Walking Up Hill by Kelly Froh

She told me she bought our one-way train tickets, that we were leaving in a month, and that I owed her $96.

But let’s start where a lot of things either begin or end — in high school.

Halfway through, I decided to stop taking showers in the morning and wear the same 2 concert t-shirts alternately every other day. I’d wear clothes too big for me to completely hide my body, and wear my hair un-styled in a pony tail. I had struggled for too many years trying to keep up with rich friends and ever-changing trends.

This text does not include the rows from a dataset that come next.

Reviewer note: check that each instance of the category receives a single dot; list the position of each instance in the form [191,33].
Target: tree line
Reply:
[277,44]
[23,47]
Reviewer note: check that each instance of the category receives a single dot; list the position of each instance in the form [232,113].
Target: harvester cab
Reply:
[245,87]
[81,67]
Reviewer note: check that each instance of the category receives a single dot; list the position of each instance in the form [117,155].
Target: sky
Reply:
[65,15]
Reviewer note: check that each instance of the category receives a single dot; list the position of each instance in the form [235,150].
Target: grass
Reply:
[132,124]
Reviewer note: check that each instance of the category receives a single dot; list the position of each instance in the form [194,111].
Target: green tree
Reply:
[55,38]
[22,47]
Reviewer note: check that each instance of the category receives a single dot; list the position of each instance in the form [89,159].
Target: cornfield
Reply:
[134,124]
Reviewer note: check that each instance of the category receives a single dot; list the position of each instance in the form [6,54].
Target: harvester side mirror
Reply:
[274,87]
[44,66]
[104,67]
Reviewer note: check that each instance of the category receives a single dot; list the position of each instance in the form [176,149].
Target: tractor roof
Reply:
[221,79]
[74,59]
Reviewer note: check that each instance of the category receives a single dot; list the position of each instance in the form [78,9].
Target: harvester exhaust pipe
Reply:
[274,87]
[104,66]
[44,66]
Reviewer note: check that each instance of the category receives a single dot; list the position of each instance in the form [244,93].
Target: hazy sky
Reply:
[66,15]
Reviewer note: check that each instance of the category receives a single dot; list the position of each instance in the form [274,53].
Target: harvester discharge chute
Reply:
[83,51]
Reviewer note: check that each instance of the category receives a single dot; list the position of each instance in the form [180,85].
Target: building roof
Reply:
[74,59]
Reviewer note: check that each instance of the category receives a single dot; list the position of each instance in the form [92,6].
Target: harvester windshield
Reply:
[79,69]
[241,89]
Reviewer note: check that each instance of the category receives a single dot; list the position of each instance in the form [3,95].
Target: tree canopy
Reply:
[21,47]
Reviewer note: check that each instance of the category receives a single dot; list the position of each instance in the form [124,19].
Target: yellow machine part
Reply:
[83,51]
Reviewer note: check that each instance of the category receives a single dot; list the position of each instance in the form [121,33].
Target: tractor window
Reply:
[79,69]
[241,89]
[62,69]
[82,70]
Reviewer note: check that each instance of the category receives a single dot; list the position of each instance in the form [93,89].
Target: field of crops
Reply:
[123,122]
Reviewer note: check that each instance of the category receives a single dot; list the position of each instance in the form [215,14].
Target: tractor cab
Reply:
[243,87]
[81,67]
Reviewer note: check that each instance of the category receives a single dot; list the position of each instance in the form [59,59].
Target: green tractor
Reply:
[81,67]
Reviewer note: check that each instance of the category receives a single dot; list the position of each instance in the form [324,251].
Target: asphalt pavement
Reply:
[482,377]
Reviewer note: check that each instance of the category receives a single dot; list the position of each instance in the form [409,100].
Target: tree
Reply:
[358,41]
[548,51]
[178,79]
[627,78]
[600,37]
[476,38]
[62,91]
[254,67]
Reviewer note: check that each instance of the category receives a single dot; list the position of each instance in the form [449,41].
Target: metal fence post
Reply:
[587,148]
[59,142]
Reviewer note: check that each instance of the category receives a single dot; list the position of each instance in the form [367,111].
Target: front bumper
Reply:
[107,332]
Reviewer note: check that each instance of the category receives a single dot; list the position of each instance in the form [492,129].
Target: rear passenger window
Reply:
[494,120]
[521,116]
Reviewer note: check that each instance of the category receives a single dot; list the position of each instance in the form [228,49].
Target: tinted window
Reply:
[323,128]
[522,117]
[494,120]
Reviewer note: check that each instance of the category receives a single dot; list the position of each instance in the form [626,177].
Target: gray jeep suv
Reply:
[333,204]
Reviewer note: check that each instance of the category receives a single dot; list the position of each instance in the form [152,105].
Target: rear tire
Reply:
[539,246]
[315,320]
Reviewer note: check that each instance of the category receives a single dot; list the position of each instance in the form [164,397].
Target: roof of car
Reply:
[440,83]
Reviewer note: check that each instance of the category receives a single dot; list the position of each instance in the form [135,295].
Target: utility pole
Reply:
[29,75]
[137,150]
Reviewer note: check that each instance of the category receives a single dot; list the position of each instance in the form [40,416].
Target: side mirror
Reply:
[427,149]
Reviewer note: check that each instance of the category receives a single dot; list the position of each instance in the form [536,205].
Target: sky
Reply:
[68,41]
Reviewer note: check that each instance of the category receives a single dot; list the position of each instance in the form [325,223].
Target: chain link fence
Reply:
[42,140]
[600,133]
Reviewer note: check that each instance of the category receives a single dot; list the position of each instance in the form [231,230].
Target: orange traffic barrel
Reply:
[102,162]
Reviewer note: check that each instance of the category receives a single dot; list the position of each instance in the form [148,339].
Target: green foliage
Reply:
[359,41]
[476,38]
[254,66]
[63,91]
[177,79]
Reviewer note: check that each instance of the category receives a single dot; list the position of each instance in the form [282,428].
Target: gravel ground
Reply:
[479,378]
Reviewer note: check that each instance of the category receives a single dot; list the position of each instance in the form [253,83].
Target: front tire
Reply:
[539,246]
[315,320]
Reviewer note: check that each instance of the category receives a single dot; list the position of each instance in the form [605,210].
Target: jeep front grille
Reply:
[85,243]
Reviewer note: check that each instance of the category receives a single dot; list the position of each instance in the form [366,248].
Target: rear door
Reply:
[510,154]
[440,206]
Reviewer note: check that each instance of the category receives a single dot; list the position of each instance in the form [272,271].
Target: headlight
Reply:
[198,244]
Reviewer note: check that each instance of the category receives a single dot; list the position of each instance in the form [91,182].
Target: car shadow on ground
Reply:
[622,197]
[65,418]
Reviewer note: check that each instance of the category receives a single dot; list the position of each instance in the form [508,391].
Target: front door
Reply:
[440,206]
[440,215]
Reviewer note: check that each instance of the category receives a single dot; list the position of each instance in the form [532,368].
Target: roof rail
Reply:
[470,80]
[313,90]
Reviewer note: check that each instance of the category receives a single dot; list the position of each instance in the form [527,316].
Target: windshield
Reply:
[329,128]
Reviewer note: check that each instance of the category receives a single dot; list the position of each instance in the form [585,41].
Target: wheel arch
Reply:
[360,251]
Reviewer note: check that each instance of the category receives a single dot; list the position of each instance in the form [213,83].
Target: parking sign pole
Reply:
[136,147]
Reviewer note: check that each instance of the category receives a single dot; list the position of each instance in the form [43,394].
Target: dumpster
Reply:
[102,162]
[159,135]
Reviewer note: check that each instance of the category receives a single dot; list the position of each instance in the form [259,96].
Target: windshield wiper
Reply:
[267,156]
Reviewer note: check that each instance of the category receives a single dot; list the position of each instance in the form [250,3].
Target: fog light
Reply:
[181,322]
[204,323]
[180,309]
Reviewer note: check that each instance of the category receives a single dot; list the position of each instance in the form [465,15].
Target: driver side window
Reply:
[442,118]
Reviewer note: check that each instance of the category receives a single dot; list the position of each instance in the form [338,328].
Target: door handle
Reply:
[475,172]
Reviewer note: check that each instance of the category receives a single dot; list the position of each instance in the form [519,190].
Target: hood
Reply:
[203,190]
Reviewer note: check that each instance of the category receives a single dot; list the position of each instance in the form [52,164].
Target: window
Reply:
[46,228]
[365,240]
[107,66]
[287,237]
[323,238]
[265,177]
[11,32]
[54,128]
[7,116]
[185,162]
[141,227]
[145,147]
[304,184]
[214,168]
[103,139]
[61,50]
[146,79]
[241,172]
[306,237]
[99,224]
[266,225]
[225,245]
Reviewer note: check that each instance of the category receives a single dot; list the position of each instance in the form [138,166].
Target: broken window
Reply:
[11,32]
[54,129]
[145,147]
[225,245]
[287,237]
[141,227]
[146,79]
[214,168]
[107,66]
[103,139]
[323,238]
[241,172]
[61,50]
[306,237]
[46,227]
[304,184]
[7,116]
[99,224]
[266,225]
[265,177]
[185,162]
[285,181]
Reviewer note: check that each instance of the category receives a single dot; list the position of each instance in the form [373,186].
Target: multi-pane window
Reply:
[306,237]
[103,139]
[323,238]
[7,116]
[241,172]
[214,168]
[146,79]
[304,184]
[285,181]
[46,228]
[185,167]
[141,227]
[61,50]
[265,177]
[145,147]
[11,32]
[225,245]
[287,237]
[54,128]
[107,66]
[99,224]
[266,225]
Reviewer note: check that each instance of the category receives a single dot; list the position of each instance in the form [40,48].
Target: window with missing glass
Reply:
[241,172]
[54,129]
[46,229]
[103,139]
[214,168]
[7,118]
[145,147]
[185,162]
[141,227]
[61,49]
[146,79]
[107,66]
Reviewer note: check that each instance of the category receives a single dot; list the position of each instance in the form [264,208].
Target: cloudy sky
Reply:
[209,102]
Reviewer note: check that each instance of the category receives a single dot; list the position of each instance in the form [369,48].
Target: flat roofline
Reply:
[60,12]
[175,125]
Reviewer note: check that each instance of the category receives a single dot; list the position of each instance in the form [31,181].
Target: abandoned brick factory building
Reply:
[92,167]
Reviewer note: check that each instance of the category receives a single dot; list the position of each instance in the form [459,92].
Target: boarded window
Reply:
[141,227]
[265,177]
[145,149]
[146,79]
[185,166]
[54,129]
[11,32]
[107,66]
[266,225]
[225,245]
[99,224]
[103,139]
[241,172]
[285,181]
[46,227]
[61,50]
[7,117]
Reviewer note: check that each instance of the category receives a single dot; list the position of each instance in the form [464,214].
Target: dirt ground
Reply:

I decided to simply not give a fuck.

It was that “new me” that was sitting in ceramics class one morning, when I heard what I like to think of as a “call to freedom”. A girl a little older than me, wielding a hammer, was bashing the shit out of a half-hardened ceramic bust.

Our art teacher had just told her that she took too long creating her piece, that there was no more room in the kiln for another firing, and that she should just destroy it.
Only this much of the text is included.